At home in the industry
So why didn't Calhoun ever try to move to Hollywood? After all, isn't that what any determined young writer-director is supposed to do at some point in his 20s or early 30s?
Calhoun says he flirted numerous times with the possibility of giving the L.A. life a try. He acknowledges that it would certainly be easier to pitch projects or apply for screenwriting or directing gigs if it didn't also require him to jump on a plane to take a meeting.

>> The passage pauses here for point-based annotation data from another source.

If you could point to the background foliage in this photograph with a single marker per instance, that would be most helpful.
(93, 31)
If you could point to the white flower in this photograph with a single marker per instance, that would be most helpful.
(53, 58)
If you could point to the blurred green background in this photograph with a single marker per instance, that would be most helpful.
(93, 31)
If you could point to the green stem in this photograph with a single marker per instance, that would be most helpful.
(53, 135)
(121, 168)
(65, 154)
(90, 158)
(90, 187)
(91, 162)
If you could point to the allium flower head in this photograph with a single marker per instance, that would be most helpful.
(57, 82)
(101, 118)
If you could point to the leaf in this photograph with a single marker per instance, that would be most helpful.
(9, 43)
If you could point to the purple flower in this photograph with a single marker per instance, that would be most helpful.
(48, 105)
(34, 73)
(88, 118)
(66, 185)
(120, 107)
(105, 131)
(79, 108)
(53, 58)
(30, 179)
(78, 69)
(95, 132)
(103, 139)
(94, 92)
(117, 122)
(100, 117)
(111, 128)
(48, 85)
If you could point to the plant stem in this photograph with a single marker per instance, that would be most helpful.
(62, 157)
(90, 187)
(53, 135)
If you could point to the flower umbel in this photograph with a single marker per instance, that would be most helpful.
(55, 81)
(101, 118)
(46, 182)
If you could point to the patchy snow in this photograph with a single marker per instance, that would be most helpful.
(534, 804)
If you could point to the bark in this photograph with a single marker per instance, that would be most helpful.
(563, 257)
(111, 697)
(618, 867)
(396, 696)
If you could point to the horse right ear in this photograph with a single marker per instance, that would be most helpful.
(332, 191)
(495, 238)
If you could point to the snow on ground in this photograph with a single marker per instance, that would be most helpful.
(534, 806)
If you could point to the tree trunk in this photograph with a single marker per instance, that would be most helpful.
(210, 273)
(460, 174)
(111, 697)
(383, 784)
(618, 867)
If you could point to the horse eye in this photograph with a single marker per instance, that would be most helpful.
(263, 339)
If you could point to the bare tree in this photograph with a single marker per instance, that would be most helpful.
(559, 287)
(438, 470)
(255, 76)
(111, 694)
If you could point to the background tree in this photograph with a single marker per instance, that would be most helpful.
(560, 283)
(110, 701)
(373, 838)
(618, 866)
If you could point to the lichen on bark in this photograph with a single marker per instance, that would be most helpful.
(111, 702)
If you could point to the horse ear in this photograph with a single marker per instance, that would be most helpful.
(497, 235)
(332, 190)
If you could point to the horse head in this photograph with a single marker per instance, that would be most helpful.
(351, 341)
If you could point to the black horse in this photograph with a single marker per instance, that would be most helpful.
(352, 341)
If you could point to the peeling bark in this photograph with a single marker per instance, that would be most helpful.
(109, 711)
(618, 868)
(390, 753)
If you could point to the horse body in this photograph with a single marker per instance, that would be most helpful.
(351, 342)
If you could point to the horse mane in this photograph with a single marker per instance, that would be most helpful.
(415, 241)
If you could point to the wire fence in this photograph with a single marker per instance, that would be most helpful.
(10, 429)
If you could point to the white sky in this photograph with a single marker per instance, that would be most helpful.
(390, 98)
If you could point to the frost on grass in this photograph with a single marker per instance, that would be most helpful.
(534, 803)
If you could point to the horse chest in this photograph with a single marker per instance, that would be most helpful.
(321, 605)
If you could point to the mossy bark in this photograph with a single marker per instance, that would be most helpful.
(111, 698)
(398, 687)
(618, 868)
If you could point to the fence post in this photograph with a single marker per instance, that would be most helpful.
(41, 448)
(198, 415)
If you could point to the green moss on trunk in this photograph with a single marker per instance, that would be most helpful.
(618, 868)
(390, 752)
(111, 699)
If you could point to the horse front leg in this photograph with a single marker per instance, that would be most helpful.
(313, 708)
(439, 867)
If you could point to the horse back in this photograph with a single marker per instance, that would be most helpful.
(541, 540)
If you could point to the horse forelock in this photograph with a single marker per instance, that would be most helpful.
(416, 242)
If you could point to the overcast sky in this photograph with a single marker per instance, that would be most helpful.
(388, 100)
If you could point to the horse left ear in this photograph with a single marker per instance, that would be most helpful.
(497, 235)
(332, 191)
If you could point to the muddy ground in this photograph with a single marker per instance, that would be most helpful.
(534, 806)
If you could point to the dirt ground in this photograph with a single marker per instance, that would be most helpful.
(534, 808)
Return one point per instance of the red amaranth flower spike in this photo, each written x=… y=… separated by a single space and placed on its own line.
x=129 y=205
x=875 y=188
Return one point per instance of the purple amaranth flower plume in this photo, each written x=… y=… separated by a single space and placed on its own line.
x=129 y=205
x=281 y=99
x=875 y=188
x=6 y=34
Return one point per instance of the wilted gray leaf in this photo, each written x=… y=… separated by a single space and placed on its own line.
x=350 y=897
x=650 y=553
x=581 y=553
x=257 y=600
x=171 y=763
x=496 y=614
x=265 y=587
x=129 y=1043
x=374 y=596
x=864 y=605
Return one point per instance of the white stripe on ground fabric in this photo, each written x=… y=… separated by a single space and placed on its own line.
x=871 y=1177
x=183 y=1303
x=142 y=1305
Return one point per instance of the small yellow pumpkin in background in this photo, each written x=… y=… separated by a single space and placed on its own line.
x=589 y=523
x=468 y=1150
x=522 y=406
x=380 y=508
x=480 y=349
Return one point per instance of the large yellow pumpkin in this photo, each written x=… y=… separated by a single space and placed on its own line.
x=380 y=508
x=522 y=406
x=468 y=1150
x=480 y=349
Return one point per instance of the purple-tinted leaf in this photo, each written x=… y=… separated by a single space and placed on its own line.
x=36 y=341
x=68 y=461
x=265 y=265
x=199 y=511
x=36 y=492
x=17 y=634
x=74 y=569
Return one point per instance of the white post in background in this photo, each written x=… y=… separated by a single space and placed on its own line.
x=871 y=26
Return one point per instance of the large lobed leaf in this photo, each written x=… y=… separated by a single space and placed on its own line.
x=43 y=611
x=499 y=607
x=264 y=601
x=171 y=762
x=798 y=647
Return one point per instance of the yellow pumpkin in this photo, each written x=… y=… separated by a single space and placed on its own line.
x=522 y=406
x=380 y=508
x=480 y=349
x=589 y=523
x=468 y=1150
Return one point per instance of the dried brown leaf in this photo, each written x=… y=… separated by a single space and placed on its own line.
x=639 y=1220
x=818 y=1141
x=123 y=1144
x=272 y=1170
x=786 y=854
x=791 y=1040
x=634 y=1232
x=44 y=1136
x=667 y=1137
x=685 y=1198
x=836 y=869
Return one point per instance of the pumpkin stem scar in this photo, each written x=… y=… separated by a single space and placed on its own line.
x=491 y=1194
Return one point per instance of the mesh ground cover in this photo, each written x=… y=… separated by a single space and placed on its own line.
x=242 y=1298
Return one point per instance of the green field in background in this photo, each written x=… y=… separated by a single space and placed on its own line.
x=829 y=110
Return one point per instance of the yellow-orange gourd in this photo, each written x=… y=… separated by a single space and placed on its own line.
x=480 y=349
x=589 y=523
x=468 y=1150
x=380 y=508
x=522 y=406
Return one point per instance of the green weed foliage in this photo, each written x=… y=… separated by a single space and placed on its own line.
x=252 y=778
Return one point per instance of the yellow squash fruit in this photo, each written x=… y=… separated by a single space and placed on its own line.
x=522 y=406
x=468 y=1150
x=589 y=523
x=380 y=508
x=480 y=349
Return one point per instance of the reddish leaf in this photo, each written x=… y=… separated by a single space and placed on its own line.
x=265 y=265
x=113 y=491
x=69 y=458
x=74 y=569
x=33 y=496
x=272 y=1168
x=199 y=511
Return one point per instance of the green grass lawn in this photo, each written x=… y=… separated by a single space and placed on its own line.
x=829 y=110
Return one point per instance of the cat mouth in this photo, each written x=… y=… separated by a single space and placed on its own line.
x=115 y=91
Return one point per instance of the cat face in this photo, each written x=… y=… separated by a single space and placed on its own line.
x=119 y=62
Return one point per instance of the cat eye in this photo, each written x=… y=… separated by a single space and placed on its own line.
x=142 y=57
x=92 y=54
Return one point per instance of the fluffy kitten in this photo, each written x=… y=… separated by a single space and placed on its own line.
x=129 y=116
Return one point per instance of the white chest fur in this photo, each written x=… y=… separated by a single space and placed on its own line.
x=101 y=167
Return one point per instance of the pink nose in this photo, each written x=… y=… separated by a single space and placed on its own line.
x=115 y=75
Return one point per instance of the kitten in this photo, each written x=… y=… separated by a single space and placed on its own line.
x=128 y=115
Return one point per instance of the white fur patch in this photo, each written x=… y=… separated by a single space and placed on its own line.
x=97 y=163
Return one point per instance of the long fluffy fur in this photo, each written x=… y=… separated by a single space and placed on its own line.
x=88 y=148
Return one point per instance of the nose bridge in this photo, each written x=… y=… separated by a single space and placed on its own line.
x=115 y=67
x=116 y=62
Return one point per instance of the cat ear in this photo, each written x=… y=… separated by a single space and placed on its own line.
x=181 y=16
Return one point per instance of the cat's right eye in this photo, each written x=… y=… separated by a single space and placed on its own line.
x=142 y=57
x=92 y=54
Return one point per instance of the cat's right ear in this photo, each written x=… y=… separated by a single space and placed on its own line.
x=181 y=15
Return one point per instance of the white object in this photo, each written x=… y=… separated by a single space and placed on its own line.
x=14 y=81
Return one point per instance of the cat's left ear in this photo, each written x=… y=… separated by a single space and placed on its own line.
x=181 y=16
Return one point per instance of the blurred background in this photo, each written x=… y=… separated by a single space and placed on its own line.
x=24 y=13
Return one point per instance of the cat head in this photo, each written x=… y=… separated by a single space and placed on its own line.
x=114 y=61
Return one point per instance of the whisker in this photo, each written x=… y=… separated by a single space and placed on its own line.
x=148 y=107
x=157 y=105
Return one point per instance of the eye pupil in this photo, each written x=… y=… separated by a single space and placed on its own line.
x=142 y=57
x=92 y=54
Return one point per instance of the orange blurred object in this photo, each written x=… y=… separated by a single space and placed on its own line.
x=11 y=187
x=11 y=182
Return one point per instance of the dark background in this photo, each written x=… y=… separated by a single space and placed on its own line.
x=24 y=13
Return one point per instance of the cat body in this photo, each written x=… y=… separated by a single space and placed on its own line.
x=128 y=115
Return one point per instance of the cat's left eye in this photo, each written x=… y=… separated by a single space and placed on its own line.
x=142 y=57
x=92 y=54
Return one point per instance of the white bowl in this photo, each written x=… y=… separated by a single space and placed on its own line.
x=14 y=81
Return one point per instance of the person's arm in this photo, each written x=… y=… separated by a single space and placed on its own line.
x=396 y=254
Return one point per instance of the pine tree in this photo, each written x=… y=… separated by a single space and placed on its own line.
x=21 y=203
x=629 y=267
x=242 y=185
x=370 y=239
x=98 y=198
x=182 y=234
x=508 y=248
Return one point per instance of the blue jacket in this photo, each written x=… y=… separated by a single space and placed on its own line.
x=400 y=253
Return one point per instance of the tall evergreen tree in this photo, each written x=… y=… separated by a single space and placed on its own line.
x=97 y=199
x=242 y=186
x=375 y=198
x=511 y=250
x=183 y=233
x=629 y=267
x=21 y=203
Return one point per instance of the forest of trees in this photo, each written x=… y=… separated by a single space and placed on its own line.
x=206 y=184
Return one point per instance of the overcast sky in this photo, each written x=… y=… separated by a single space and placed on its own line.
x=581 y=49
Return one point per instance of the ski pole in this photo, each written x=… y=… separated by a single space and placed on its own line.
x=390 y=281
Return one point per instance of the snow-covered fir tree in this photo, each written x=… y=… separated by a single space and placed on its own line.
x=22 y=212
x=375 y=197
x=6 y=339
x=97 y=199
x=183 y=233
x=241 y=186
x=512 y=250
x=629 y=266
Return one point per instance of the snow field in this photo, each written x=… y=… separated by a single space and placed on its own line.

But Calhoun stresses that there's much to be said for making a good living in the city where you grew up, close to friends and family. He met his wife, Christine, a producer for WFAA/Channel 8 news, through mutual friends, and the two married in 2006. In 2009, they had their first child, and another baby is on the way. He found a professional home, too: In 2010, he teamed up with a consortium of local production companies to form IdeaMan Studios. The group's facility has green- and white-screen capabilities, state-of-the-art editing and sound equipment, and the sort of funky, open-air design that you'd expect to find in a beachside bungalow office in Santa Monica. In short, he doesn't need to leave town to make projects that are polished, professional and Hollywood-ready.
But none of this is to suggest that Calhoun has held his ambitions in check, or that he doesn't think he could still conjure up that one-in-a-million, hit-the-lottery project. With screenwriter Maden, he's hoping to continue to pitch potential television projects to network and cable-TV execs. He has also optioned the life story rights of Cathy Murray, the one-time wife of Dallas wrestler Kerry Von Erich, who killed himself in Denton in 1993. Calhoun and Maden have developed a script from Murray's story, which they hope to get into production in the near future. (Tentatively titled Stranglehold, Calhoun describes it as " Boogie Nights with tights.")
"He's savvy, he stays current on the market, he stays current on the technical trends, and he's got a lot of projects going at once," Maden says of Calhoun. "There's no question in my mind that he's going to break through."
Calhoun's perspective on the subject of "breaking through" is much more direct and down-to-earth. He has built an admirable career in a notoriously tough-to-crack industry. He relishes the ability to be able to pursue so many kinds of projects. He can't imagine doing anything else.
"If I won the lottery tomorrow," he says, "I'd be doing the exact same thing. Except I'd just be driving a more expensive car."